As Americans continue to call for a stronger economy, less spending, and more jobs, we cannot stand idly by and let union leaders push fairness and democracy aside. With the House voting on the FAA Reauthorization Bill this week, we have a chance to make our country a place where people choose unions again — instead of unions choosing them.

White House Carries More Water for Big Labor

The President has issued a veto threat on the Federal Aviation Administration (FAA) Reauthorization bill because of an effort to restore 75 years of labor law that was overturned by the National Mediation Board. The Board overturned precedent by issuing a new rule that allowed a simple majority of votes cast to determine unionization in those industries, reversing a rule that stood for 75 years that had required the support of a majority of all workers. Congress is looking to restore balance to the law but balance in labor law is not the goal of the Obama Administration.

The Daily Caller notes that Congress will be asked to protect workers from the National Mediation Board which decided that labor bosses now have the ability to forcibly unionize workers in the airlines and railroad industries:

And with labor bosses struggling to secure new members and private-sector union membership at an anemic 6.9 percent, Big Labor has been keenly searching for new avenues to increase its revenue and power. New members mean more union dues, and bosses are hungrier for those dues now than ever before as they struggle with their own budget issues, including massive pension liabilities that they currently cannot finance.
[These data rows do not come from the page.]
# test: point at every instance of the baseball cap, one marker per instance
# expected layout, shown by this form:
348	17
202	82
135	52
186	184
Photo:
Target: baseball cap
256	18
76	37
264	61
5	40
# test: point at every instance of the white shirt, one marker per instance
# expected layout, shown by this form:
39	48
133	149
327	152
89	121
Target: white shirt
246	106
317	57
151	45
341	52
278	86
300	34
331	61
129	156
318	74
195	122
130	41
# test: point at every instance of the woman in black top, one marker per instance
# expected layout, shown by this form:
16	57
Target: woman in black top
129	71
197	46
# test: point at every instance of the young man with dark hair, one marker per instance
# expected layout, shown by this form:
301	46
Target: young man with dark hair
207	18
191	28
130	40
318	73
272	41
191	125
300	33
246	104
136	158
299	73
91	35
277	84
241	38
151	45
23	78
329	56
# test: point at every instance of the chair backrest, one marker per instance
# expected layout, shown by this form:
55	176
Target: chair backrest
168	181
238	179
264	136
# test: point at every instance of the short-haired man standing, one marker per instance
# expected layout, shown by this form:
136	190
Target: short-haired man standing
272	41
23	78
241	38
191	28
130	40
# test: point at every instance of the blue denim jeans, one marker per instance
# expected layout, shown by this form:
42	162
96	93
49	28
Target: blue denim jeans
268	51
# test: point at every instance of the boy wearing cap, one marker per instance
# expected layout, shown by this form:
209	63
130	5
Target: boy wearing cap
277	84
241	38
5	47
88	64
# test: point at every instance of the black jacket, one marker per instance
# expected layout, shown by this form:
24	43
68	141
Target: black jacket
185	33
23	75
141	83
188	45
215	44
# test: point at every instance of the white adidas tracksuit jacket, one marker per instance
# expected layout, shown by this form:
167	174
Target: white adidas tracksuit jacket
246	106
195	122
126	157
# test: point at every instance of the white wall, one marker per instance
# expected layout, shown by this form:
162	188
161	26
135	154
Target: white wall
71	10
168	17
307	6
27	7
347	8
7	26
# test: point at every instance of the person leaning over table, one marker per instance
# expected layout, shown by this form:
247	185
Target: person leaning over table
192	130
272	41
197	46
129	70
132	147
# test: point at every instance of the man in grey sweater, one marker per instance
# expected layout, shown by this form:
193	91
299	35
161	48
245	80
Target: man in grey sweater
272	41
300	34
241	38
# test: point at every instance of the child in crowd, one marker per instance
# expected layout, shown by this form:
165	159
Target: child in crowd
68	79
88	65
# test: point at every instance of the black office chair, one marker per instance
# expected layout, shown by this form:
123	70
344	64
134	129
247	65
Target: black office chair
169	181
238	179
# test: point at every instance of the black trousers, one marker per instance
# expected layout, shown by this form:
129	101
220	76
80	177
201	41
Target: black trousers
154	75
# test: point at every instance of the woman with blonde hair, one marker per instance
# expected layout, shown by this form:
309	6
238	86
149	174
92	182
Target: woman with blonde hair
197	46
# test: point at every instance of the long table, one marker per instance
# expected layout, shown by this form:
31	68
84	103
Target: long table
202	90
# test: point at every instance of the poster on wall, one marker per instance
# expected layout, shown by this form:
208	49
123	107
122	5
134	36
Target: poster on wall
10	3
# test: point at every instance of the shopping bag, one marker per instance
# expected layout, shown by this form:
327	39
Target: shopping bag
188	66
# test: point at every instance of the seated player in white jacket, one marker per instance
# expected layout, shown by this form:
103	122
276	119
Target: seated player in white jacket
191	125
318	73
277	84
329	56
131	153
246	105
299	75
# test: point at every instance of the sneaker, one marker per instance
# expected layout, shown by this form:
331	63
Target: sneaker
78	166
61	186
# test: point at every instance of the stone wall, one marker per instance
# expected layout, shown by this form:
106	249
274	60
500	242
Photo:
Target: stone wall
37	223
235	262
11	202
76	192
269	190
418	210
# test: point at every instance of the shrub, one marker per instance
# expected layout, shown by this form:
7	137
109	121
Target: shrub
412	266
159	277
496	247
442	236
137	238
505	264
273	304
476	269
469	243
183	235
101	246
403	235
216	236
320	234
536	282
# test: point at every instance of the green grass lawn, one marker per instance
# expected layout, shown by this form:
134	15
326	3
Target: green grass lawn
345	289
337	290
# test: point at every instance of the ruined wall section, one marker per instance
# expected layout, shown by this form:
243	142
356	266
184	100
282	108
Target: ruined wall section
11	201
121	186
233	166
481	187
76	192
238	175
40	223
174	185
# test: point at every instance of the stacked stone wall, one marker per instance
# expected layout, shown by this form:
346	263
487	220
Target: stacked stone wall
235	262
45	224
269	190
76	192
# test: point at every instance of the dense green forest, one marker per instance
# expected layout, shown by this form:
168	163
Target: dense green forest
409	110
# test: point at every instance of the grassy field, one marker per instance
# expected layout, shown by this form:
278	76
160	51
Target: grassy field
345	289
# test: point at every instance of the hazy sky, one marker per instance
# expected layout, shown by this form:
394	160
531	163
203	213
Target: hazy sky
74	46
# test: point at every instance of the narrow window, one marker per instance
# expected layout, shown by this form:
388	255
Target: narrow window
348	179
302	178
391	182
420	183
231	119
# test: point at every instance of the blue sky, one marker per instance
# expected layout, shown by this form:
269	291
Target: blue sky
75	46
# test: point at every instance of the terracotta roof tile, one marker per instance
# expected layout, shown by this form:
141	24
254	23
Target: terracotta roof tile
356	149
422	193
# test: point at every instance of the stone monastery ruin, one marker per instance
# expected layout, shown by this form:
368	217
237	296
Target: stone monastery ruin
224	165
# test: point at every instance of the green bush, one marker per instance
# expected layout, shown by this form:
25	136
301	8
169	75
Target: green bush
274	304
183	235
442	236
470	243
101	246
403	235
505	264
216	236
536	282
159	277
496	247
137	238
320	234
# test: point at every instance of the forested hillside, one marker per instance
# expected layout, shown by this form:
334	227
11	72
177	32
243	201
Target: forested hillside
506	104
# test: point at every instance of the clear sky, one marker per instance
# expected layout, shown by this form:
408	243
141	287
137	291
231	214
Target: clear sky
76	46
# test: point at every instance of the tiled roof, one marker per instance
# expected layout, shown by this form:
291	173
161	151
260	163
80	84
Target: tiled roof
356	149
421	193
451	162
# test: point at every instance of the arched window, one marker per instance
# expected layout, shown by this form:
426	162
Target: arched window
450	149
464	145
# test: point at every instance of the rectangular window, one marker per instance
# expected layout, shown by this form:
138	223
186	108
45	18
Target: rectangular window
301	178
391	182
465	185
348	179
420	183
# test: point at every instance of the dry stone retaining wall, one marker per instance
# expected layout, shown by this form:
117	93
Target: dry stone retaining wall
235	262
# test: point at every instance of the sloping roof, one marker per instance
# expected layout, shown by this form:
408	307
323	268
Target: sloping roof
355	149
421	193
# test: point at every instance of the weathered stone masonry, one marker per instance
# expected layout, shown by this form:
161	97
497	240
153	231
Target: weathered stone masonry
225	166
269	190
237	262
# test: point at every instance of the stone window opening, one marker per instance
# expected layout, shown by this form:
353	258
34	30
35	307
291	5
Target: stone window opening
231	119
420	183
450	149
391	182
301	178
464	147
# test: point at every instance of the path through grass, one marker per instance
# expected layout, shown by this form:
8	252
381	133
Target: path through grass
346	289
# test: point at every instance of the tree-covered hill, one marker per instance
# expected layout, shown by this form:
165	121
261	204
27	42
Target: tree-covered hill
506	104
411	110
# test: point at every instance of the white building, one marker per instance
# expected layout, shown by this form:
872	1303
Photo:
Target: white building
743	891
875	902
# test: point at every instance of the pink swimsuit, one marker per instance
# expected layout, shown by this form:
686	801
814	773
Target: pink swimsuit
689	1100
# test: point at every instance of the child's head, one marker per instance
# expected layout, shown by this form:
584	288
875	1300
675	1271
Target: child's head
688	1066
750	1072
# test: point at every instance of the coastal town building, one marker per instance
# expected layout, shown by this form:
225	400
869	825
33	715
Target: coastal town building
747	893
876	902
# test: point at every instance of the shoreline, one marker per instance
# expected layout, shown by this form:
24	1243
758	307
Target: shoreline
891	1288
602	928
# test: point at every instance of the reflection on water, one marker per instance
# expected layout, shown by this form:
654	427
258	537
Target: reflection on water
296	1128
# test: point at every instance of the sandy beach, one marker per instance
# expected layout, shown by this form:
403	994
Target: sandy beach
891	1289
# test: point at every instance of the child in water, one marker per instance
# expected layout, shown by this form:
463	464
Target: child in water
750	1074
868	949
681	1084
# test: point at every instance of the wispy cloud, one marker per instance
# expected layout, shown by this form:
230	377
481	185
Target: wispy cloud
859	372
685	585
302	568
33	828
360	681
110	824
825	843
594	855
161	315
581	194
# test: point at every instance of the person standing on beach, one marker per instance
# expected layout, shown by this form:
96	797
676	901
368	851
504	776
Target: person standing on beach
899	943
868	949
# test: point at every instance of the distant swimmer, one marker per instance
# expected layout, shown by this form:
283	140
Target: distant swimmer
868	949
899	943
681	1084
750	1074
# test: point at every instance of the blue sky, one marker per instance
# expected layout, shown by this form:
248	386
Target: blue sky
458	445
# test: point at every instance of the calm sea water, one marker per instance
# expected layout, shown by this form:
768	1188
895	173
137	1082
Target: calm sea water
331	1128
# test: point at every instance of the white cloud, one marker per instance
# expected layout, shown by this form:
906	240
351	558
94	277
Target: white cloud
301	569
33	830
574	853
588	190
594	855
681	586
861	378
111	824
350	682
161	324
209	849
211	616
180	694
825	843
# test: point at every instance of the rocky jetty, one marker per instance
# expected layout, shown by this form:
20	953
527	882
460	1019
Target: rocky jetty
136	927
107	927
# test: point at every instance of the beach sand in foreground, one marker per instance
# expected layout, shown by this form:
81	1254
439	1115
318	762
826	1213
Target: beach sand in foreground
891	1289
After pouring millions of dollars of forced union dues into campaigns to elect the current administration and countless representatives and senators that their membership may not even support, Big Labor bosses now find themselves strapped for the cash they need to fund their political activities and promised worker benefits. As a result, they will do and say anything to gain new members, even if that means pressuring relatively unknown government agencies like the NMB to do their bidding.

As workers around the country express their discontent with Big Labor’s agenda, instead of listening, big union bosses are using regulations to force airline and railroad employees into unions. And all of this is executed by a purported “independent” government agency funded by your tax dollars.

The NMB’s decision to overturn a rule that has been in place since Franklin Roosevelt was president for the sole benefit of Big Labor bosses and their political allies is abhorrent. Congress has the opportunity with the FAA reauthorization bill to restore a rule that protects the rights of workers and keeps a runaway regulatory arm of the Obama administration in check.